Oliynykova se quejó de que su padre, su mayor partidario, no pudo estar presente en su debut en Australia porque, como miembro de la 412.ª Brigada Separada de Sistemas No Tripulados de Ucrania, estaba defendiendo el país. «Sus equipos de combate trabajan todos los días para detener los ataques rusos y proteger las ciudades y pueblos ucranianos», dijo. Un sitio web que creó para financiar colectivamente donaciones para la unidad de su padre. Este sitio web «es mi forma de conectar mi mundo del tenis con su realidad de primera línea. Junto con amigos y seguidores, recaudamos fondos para equipos críticos que ayudan a sus unidades a ver más lejos, reaccionar más rápido y llegar a casa de manera segura».

Fuera de la cancha del Abierto de Australia, Oliynykova habla directamente sobre política. La asociación de tenis, explicó, dijo: «Todo está bien, aquí somos ‘apolíticos’, sólo estamos aquí para jugar al tenis». Pero de esta manera, continuó, “permiten a los verdaderos partidarios de Putin, a las personas que apoyan el genocidio, apoyan la guerra, que es verdaderamente terrible, cambiar lo que se considera algo malo. [Women’s Tennis Association] permitiéndoles lucrarse matando a ucranianos pacíficos. Utilizaron su publicidad para ayudar a difundir la propaganda de Putin”.

En cuanto a los propios jugadores rusos y bielorrusos, Oliynykova dijo que aquellos que protestaran demasiado dócilmente o, peor aún, llevaran agua a los perpetradores, deberían ser descalificados inmediatamente. Los jugadores ucranianos no sólo se negaron a darse la mano en el campo, sino que aparentemente el aire en el vestuario también podría cortarse con un cuchillo. Ucrania quiere que el tenis profesional exija a todos sus jugadores que firmen una declaración escrita condenando la invasión rusa de Ucrania como condición para participar y evitando cualquier forma de financiación estatal. En los Juegos Olímpicos de Invierno de 2026, rusos y bielorrusos competirán en las mismas condiciones que en los Juegos Olímpicos de París de 2024: como individuos neutrales sin las banderas, escudos de armas o himnos nacionales de sus países.
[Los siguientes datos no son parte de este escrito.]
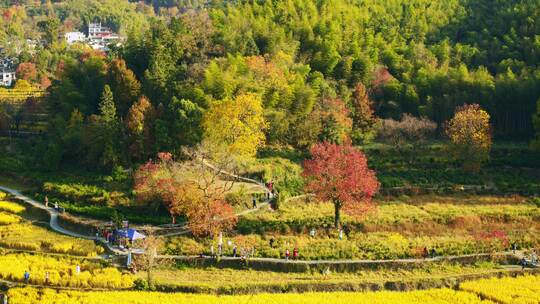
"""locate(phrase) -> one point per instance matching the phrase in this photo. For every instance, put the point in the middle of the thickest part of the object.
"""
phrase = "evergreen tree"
(107, 109)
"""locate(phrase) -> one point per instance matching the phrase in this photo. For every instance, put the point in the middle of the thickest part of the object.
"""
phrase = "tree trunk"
(337, 217)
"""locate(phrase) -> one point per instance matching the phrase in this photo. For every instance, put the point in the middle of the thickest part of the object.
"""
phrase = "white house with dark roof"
(7, 71)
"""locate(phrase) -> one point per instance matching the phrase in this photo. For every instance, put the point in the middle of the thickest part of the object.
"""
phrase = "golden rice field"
(521, 290)
(434, 296)
(8, 219)
(62, 272)
(19, 233)
(11, 207)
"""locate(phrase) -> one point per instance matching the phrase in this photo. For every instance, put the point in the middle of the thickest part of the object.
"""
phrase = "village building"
(7, 72)
(73, 37)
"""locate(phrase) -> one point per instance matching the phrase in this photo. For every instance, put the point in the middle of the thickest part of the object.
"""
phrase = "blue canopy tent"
(129, 259)
(131, 234)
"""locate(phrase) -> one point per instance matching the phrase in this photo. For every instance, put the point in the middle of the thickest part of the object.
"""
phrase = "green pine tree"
(107, 109)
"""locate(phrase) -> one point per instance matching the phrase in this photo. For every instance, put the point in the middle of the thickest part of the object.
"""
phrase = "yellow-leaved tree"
(470, 136)
(236, 124)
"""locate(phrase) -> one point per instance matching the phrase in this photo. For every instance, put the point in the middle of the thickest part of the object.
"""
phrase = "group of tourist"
(530, 260)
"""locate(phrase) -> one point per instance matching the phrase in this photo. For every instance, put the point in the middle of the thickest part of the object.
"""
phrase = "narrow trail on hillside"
(53, 222)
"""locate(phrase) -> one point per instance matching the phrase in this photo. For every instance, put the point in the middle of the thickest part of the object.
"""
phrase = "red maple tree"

Oliynykova y sus compatriotas no están poniendo a todos los rusos y bielorrusos en el mismo recipiente. Eligieron a Sabalenka, que ha ganado cuatro títulos de Grand Slam y tendrá un valor récord de 15 millones de dólares en 2025. La joven de 27 años, que nació en Minsk, Bielorrusia, y ahora vive en Miami, tiene conexiones con el presidente bielorruso, Alexander Lukashenko, que se remontan a una década, en parte porque el Estado bielorruso ha apoyado su carrera desde el primer día. Esto lo lanza habitualmente Lukashenko, un autócrata que lleva más tiempo en el poder que Putin, con fines propagandísticos. En 2020, durante las protestas masivas a nivel nacional contra el fraude en las elecciones presidenciales, Sabalenka firmó una carta evitando notoriamente cualquier crítica a Lukashenko. En 2021, tras la violenta represión de estas protestas en Bielorrusia, fue invitado al discurso de Año Nuevo de Lukashenko. En 2023, los periodistas le preguntaron a Sabalenka si apoyaba a Lukashenko, y Sabalenka respondió: «Es una pregunta difícil. Quiero decir, no apoyo la guerra, lo que significa que no apoyo a Lukashenko en este momento». Hasta ahora se ha ido.

Diana Shnaider, una joven de 21 años que obtuvo la ciudadanía austriaca en 2025, y Mirra Andreeva, una joven de 18 años, fueron criticadas por aceptar el premio Putin después de que ambas ganaron medallas de plata en dobles femeninos en los Juegos Olímpicos de París 2024, a pesar de que compitieron bajo una bandera neutral. En noviembre pasado, Shnaider y Medvedev jugaron en un evento de tenis en San Petersburgo. San Petersburgo financiado por Gazprom, la compañía energética estatal rusa que jugó un papel importante en su esfuerzo bélico. Incluso el hecho de que los atletas compitan sin banderas en las canchas de tenis internacionales no ha impedido que Putin y Lukashenko las utilicen para sus fines.

Los jugadores rusos y bielorrusos se quejaron de que ellos mismos se vieron obligados a adoptar una postura política contra su patria, mientras que otros ciudadanos no. Read more: fgbfdbh. Cuando se le preguntó en el Abierto de Australia sobre el segundo mandato del presidente estadounidense Donald Trump, la estadounidense Amanda Anisimova respondió: «No creo que sea relevante».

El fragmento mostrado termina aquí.